Over the last couple of years I've been thinking about setting up an NPS tank and I figured that I'd go the live food route. A big benefit of the live food route (aside from the long-term cost savings) is that you won't foul up your water as bad by adding live organisms as you would by adding non-living food.
I don't know if you'd be able to fully support your tank on just live food (I read an article a while back and, if I recall properly, a lot of nps corals and gorgonians get much of their energy/nutrition from detritus), but you would be able to take a serious dent out of the monthly cost of feeding the tank if you were to grow your plankton and rotifers (which can be readily done).
I found the below articles on plankton and rotifer cultivation:
http://www.advancedaquarist.com/issues/aug2002/breeder.htm
http://www.advancedaquarist.com/issues/sept2002/breeder.htm
From what I read, you'd want to cultivate a couple of different varieties of plankton (mainly Nannochloropsis oculata, Chaetocerous gracilis, and Isochrysis galbana). Each of these different planktons have different nutritional profiles and, if you are to breed rotifers, they are only as nutritious as what they eat.
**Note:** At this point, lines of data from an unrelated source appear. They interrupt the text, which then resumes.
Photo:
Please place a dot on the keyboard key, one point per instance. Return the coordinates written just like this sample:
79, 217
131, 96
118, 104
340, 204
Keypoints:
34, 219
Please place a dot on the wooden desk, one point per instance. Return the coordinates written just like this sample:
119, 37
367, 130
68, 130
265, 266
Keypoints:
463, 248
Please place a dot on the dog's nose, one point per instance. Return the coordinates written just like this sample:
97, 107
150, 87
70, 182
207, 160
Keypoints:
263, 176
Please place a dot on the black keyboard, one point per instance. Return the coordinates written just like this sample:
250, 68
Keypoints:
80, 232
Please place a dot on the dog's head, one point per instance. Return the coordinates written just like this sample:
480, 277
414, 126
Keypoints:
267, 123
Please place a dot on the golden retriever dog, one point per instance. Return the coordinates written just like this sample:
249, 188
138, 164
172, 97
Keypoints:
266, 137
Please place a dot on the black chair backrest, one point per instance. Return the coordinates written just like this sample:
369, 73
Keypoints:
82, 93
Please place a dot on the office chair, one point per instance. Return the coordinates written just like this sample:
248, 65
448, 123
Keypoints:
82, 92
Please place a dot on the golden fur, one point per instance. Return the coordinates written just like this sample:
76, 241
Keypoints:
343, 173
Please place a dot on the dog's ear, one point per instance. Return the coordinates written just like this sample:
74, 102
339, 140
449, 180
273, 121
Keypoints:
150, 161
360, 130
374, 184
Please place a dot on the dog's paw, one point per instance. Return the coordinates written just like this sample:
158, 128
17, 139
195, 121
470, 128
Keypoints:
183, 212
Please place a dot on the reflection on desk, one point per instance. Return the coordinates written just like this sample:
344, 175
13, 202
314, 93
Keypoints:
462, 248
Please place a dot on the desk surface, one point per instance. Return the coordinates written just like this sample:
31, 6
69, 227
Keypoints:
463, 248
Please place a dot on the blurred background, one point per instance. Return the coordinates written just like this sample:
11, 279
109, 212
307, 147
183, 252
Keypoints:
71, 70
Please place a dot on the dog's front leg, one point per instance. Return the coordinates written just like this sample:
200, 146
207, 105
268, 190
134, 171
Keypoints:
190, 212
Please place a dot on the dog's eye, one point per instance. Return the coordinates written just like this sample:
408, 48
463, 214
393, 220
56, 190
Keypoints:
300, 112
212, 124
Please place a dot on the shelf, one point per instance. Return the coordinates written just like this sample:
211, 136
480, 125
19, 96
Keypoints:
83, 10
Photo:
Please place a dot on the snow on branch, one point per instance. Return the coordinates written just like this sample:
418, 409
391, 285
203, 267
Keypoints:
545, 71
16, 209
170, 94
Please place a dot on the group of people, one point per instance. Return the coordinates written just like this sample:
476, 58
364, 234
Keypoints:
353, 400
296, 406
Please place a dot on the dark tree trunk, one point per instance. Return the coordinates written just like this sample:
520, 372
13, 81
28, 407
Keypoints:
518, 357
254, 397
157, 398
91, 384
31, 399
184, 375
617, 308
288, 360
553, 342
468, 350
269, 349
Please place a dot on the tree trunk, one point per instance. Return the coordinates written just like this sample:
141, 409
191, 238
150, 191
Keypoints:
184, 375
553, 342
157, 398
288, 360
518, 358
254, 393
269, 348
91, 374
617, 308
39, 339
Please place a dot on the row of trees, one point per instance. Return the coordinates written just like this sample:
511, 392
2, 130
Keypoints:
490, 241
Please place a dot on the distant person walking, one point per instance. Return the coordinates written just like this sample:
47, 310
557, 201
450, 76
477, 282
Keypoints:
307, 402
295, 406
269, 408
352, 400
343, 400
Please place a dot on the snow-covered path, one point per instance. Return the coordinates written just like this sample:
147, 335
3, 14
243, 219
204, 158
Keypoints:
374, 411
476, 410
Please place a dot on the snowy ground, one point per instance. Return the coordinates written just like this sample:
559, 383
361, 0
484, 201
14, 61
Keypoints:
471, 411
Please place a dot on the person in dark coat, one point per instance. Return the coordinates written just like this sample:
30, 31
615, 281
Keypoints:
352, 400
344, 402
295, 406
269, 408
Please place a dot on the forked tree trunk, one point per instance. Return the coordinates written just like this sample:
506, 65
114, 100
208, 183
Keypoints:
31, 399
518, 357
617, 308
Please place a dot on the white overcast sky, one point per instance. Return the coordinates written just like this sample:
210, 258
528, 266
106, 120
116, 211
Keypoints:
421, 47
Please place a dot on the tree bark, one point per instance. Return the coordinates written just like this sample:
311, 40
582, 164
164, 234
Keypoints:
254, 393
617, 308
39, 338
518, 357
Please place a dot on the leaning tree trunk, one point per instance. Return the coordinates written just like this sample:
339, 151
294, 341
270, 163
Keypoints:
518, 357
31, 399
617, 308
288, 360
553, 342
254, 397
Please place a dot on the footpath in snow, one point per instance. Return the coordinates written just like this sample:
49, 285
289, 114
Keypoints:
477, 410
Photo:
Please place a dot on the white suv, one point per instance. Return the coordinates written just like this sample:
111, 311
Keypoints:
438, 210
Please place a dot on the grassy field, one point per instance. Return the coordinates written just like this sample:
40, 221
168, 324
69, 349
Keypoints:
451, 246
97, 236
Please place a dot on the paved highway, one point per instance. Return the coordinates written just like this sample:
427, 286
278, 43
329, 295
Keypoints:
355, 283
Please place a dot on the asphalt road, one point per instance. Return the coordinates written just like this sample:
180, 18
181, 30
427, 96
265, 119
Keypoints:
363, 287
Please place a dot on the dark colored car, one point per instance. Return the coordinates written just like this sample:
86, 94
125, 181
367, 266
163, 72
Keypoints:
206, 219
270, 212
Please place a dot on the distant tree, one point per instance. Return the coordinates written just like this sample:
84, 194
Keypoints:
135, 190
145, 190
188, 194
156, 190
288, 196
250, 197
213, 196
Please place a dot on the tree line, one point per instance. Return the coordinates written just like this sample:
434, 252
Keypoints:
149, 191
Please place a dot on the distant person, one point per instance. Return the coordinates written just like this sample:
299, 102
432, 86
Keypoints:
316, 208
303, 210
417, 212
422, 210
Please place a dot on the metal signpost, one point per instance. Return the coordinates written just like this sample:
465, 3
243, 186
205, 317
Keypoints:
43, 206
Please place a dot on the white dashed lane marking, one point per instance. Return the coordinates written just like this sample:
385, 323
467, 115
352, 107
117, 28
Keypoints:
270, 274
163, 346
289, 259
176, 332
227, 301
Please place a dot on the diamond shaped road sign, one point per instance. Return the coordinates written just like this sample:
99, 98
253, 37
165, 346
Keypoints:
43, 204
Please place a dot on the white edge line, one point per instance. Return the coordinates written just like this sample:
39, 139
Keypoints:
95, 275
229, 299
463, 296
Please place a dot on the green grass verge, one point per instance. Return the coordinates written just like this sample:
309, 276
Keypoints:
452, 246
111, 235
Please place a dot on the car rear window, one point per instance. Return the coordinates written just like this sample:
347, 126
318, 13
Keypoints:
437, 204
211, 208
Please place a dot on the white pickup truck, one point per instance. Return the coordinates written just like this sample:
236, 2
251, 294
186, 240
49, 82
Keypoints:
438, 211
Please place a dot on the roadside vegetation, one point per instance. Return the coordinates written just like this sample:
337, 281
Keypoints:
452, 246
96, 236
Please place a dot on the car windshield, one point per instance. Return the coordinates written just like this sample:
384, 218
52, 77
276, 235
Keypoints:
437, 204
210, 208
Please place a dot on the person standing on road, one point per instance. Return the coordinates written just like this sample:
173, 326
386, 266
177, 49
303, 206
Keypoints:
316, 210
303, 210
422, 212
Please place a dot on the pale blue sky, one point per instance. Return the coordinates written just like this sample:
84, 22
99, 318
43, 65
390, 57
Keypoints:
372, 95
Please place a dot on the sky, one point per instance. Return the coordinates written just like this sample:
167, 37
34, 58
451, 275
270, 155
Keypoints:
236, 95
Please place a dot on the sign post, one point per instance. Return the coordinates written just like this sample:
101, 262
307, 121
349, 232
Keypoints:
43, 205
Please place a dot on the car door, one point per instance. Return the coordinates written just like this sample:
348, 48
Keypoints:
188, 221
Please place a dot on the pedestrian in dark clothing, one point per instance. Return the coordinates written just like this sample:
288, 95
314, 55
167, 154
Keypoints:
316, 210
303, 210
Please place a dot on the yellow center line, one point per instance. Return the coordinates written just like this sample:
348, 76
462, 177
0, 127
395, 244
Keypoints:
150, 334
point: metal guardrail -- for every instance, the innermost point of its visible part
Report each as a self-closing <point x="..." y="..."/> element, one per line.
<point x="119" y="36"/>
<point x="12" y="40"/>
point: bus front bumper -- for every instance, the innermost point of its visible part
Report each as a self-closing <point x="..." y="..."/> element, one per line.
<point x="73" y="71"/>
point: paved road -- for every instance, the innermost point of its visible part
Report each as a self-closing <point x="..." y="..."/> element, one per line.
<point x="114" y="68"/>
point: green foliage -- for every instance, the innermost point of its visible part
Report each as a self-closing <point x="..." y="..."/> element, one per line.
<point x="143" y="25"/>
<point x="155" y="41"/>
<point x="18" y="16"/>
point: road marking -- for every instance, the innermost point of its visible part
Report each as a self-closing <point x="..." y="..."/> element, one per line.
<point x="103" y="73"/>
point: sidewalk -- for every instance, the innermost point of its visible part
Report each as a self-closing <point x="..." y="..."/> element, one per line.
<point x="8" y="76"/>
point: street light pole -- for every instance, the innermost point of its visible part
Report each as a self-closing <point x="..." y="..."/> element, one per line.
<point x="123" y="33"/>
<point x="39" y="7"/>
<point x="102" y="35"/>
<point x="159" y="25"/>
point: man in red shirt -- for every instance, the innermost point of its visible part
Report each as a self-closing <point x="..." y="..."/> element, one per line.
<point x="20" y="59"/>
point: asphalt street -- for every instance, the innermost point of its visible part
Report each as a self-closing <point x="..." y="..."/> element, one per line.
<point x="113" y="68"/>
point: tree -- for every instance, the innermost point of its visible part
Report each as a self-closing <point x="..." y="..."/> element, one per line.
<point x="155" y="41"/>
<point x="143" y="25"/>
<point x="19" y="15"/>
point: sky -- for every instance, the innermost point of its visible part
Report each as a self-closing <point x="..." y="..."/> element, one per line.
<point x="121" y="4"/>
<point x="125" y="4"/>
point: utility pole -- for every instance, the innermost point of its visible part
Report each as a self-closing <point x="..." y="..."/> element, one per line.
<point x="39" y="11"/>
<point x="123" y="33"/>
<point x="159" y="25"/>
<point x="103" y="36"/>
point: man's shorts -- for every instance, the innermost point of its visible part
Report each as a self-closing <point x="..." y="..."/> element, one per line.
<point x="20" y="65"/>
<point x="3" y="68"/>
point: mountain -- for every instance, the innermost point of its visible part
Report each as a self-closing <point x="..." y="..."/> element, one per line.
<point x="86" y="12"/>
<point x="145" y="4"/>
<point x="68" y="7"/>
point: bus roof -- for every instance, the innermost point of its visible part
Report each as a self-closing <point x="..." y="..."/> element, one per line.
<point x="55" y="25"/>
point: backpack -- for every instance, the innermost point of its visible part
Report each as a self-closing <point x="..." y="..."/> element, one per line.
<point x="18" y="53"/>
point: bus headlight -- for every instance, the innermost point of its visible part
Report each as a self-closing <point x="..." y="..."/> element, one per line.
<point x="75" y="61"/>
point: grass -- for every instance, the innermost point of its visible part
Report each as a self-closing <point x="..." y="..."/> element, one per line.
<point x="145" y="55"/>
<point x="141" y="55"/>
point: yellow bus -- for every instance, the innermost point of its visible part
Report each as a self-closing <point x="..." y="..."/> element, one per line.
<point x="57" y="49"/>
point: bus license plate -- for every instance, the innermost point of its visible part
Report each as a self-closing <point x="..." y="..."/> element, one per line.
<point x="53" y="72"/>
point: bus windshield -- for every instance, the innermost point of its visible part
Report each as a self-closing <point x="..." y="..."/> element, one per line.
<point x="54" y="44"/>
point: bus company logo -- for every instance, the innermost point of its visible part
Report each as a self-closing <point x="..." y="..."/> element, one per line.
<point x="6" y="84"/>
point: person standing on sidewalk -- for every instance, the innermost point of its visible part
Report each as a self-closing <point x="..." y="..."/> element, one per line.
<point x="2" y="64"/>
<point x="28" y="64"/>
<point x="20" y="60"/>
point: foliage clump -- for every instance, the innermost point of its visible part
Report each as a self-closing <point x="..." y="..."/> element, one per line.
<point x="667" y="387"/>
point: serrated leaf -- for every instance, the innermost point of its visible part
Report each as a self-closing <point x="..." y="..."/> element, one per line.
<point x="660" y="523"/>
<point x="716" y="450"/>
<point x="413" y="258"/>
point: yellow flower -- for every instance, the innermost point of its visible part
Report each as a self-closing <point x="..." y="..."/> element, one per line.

I haven't done the math on how big of a culture container you'd need for your plankton, but I'd immagine you could do it easily with a 3-6 liter continious system to support a 100 gallon NPS tank.
I did do the math for how big of a rotifer culture container it'd take to support a 100 gallon NPS tank on a continuous system and it works out to be about 3.5 liters (although I'd go closer to 6 liters just for some fudge-room). That math was done assuming you'd be growing Brachionus plicatilis.
So I'd start by setting up four culture containers. One for each strain of plankton organism and another for the one strain of rotifer I planned on growing.
Just to be clear, I haven't actually done this yet. I've only been doing a bunch of reading so far!!!